Which brings “the overlap” into play. You bring the second dog into the family before the older dog has passed, and dog number 2 seamlessly shifts into the older dog’s paws…especially if they’re the same breed.
It all goes back to that famous philosophy: “If you can’t have the one you love, love the one you’re with” which I’ve also known with this little tail at the end: “and if you can’t love the one you’re with, turn off the light”.
However, like the best laid plans of mice and men, things don’t always go to plan.

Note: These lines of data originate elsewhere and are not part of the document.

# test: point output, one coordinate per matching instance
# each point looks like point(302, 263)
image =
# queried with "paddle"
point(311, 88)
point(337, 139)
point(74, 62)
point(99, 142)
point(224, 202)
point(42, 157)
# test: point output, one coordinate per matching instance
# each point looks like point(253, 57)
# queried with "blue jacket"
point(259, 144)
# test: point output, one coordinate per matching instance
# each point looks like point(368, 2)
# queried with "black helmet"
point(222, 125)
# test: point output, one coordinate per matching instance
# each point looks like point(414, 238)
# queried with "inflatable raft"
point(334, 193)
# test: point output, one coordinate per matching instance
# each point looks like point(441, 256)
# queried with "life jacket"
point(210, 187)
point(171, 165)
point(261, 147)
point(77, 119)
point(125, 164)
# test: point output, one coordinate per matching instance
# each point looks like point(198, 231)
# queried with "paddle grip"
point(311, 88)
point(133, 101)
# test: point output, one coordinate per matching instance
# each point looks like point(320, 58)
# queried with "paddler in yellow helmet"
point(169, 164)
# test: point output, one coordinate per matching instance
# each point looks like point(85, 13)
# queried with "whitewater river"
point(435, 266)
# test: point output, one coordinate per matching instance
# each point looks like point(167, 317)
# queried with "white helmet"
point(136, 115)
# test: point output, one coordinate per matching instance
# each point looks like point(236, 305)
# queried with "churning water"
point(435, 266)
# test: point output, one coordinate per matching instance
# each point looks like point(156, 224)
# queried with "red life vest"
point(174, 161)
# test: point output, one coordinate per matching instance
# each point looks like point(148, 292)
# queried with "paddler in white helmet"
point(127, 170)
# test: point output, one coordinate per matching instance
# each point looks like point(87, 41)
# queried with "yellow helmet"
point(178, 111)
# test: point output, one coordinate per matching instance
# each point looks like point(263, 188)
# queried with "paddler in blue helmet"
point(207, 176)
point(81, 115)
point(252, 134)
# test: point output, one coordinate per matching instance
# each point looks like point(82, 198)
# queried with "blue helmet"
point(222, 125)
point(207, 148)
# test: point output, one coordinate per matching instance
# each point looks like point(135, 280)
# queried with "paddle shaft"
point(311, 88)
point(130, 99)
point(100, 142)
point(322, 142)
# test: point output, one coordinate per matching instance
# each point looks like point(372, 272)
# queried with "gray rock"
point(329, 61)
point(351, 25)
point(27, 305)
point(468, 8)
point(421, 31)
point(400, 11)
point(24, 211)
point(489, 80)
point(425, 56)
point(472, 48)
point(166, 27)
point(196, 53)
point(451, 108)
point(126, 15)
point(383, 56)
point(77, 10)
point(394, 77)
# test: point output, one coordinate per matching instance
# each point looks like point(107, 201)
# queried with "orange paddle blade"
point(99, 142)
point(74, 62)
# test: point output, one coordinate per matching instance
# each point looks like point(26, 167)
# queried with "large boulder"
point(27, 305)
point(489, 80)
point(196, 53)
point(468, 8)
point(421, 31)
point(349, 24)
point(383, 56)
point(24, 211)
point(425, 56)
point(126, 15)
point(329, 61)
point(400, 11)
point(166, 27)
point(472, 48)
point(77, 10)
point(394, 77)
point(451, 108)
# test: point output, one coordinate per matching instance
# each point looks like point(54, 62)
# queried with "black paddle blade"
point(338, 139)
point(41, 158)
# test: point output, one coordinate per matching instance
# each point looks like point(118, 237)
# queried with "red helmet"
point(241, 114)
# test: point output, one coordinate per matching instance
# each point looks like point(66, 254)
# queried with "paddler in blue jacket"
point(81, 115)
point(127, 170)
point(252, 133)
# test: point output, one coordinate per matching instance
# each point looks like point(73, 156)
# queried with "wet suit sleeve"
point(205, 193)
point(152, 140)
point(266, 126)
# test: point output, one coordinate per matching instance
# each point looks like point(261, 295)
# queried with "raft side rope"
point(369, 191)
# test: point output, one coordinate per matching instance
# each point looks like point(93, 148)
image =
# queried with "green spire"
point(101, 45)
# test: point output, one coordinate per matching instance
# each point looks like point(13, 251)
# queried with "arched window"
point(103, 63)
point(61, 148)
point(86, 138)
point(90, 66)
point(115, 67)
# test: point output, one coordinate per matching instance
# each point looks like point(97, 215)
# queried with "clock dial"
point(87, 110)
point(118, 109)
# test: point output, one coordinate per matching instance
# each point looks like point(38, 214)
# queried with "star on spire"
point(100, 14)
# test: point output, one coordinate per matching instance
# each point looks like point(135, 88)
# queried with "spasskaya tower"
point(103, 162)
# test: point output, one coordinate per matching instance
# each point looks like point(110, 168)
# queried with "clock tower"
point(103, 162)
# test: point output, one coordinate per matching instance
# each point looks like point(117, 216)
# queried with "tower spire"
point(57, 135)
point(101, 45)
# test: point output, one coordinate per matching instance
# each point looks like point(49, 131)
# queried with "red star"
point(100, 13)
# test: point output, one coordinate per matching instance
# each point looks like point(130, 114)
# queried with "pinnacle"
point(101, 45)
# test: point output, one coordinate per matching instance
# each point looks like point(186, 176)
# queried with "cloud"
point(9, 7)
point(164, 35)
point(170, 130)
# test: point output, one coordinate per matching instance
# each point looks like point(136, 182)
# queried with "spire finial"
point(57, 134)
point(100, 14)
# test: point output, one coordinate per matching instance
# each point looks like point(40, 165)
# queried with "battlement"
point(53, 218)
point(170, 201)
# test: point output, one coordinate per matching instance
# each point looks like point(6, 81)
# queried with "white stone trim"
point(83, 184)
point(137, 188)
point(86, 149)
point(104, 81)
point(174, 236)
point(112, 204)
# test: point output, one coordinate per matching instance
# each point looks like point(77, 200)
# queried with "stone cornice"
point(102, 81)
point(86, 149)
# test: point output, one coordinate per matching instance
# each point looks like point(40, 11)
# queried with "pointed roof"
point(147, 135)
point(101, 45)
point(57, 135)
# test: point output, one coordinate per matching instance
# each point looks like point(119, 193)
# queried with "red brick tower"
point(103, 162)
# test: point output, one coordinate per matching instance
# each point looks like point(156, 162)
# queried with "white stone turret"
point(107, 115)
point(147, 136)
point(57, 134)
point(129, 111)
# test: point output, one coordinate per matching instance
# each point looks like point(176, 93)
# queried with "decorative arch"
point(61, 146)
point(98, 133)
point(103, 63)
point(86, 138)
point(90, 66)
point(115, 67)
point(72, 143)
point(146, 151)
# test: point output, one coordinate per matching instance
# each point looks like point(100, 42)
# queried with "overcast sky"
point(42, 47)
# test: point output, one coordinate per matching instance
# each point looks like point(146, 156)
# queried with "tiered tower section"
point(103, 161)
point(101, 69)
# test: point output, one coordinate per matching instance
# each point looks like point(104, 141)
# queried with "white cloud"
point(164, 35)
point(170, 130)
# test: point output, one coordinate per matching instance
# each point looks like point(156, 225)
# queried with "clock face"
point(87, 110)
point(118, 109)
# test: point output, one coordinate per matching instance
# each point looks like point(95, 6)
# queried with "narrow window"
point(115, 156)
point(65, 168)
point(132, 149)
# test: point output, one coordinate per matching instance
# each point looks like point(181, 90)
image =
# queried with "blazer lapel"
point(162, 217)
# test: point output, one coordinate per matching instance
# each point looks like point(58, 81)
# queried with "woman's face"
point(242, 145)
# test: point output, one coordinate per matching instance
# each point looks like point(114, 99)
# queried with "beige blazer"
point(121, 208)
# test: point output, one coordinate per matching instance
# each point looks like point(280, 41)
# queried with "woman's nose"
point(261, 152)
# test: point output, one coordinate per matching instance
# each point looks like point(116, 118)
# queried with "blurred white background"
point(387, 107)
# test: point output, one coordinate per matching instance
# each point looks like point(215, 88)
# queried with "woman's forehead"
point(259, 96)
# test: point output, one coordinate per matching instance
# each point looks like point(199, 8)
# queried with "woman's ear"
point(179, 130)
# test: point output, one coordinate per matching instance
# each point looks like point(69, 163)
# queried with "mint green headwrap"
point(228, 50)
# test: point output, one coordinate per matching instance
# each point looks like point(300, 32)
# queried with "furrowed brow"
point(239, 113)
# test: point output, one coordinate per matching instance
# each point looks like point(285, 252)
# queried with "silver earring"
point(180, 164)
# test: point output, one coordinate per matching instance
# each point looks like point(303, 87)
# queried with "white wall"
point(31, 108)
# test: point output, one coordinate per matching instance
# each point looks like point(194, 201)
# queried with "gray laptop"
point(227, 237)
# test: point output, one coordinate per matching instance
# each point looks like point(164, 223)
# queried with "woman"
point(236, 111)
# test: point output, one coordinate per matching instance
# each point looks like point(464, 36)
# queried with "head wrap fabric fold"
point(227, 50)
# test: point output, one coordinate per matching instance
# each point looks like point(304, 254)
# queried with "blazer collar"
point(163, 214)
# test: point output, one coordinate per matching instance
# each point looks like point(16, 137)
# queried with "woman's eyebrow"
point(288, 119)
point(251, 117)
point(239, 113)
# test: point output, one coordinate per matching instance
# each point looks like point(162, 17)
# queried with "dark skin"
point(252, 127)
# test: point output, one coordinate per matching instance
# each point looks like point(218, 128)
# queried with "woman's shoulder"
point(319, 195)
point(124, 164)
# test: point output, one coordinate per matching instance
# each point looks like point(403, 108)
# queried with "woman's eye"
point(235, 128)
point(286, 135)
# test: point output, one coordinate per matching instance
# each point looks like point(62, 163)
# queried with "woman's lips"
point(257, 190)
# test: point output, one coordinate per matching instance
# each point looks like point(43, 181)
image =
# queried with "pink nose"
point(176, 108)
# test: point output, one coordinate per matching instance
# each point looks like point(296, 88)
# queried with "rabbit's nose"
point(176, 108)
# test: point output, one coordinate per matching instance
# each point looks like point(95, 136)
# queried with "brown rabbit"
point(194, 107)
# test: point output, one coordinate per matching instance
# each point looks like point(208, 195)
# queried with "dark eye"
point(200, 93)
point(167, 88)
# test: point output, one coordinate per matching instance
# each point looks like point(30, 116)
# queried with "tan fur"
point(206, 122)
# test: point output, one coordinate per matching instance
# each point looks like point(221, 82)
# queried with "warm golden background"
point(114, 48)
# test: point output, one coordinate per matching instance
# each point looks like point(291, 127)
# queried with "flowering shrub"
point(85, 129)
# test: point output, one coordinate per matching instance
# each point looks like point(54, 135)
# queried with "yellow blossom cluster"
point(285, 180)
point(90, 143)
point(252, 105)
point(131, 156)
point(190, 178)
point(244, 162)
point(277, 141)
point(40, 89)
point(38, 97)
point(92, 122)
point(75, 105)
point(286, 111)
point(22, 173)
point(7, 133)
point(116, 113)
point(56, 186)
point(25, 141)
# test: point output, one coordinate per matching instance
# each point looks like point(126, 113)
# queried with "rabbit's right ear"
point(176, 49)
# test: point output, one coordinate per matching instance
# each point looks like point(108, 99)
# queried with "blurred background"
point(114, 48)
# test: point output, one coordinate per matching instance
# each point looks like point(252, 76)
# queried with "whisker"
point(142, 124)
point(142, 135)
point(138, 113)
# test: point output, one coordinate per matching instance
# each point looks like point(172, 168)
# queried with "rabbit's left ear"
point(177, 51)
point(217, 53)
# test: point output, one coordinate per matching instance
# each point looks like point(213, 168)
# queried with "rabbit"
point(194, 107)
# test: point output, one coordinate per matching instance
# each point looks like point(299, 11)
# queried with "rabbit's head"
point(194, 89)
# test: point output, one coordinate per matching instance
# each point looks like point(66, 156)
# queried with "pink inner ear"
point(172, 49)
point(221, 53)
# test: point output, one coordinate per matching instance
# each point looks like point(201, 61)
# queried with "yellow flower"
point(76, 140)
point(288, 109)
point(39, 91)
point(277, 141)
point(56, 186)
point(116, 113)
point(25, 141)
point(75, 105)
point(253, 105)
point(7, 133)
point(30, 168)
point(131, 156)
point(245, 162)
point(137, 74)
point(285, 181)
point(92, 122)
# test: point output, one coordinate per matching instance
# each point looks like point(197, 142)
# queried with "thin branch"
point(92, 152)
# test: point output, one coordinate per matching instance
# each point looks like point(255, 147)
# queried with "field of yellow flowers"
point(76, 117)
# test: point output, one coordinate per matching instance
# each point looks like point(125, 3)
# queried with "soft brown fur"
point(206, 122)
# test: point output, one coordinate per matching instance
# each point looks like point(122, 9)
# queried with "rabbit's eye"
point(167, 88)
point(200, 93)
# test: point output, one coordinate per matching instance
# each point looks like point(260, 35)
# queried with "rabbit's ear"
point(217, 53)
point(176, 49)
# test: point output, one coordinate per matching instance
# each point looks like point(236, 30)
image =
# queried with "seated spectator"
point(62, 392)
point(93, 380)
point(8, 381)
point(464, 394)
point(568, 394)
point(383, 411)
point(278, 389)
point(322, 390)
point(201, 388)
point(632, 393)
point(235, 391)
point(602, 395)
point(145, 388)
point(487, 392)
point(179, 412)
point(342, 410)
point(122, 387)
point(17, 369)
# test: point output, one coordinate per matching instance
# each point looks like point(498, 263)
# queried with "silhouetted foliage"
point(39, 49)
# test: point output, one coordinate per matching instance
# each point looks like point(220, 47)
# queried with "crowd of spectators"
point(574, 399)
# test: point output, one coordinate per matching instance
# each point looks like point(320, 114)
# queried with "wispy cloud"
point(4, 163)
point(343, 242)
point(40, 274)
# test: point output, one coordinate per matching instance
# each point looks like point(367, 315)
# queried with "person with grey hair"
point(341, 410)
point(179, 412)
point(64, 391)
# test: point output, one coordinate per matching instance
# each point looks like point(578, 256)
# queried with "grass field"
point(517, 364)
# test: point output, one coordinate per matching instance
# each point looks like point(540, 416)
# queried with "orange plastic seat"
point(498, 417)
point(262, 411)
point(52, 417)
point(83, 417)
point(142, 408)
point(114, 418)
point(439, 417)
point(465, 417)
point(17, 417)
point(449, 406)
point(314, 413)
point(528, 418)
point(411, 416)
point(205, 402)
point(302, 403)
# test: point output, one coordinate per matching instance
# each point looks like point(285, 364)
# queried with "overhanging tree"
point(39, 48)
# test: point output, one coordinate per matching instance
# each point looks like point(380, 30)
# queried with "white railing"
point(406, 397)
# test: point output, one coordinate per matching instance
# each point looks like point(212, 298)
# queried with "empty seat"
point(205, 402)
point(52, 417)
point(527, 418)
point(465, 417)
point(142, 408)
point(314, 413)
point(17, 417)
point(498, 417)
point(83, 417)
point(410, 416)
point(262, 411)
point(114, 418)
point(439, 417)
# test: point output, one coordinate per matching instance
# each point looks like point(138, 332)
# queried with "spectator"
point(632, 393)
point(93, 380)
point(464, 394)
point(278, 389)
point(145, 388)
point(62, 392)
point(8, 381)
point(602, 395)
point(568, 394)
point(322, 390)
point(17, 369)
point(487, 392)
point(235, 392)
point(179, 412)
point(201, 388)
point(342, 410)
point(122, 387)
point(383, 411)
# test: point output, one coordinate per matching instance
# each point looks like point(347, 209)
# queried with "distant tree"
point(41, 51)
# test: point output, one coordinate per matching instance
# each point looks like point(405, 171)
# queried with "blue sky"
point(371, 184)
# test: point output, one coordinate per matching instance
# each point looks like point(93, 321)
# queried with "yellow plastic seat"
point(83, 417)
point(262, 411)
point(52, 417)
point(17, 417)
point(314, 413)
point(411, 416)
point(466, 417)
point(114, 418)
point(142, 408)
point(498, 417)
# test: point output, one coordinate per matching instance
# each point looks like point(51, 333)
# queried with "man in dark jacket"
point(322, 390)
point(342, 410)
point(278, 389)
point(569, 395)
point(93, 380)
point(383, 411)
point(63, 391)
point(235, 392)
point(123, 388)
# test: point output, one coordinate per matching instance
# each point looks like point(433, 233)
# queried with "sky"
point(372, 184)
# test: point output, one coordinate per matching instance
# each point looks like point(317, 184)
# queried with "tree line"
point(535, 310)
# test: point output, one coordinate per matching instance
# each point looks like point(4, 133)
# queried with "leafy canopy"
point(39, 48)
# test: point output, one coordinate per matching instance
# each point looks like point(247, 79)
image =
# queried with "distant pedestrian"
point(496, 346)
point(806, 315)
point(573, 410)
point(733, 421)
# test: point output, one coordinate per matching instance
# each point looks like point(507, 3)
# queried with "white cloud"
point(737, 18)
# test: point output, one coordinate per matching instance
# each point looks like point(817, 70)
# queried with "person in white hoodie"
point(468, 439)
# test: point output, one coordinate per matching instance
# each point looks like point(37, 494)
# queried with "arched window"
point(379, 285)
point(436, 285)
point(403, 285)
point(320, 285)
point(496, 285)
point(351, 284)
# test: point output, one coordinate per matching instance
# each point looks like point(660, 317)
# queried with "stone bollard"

What happens if the old dog recovers? Gains a second wind? The new dog attaches to the old dog. So now when your elderly family dog passes away, your not only have the grieving kids to consider, but also a grieving pup.
Once again, you’re back in the market for another dog.
How on earth did that happen?
Two years ago, Lady, our scruffy black Cavalier x Border Collie joined the family. That said, it took Bilbo a few weeks to join the party and Lady wasn’t too keen on him either. We had a front door dog and a back door dog and the kids thinking we’d made a huge mistake.
Only ever intending to have one dog, it looked like we’d timed the transition pretty well. Then, Bilbo gained a second wind after Lady arrived. She also taught him how to be a dog. Moreover, having Lady in his corner, gave Bilbo much more confidence meeting other dogs down at the beach. He was a new dog and this was a much welcomed miracle!
Meanwhile, it’s clear Lady will never make it as a single dog.
So, the kids have started campaigning. Our daughter has been desperate for a pug for ages. She’s absolutely mad about them but we don’t share her enthusiasm. We could get tempted by another Border Collie but they need a lot of exercise.
Meanwhile, I’m hoping that giving Bilbo loads more vitamins, will mean he’ll outlive us! It’s worth a try.
Are you a dog lover? How have you approached this changing of the guard?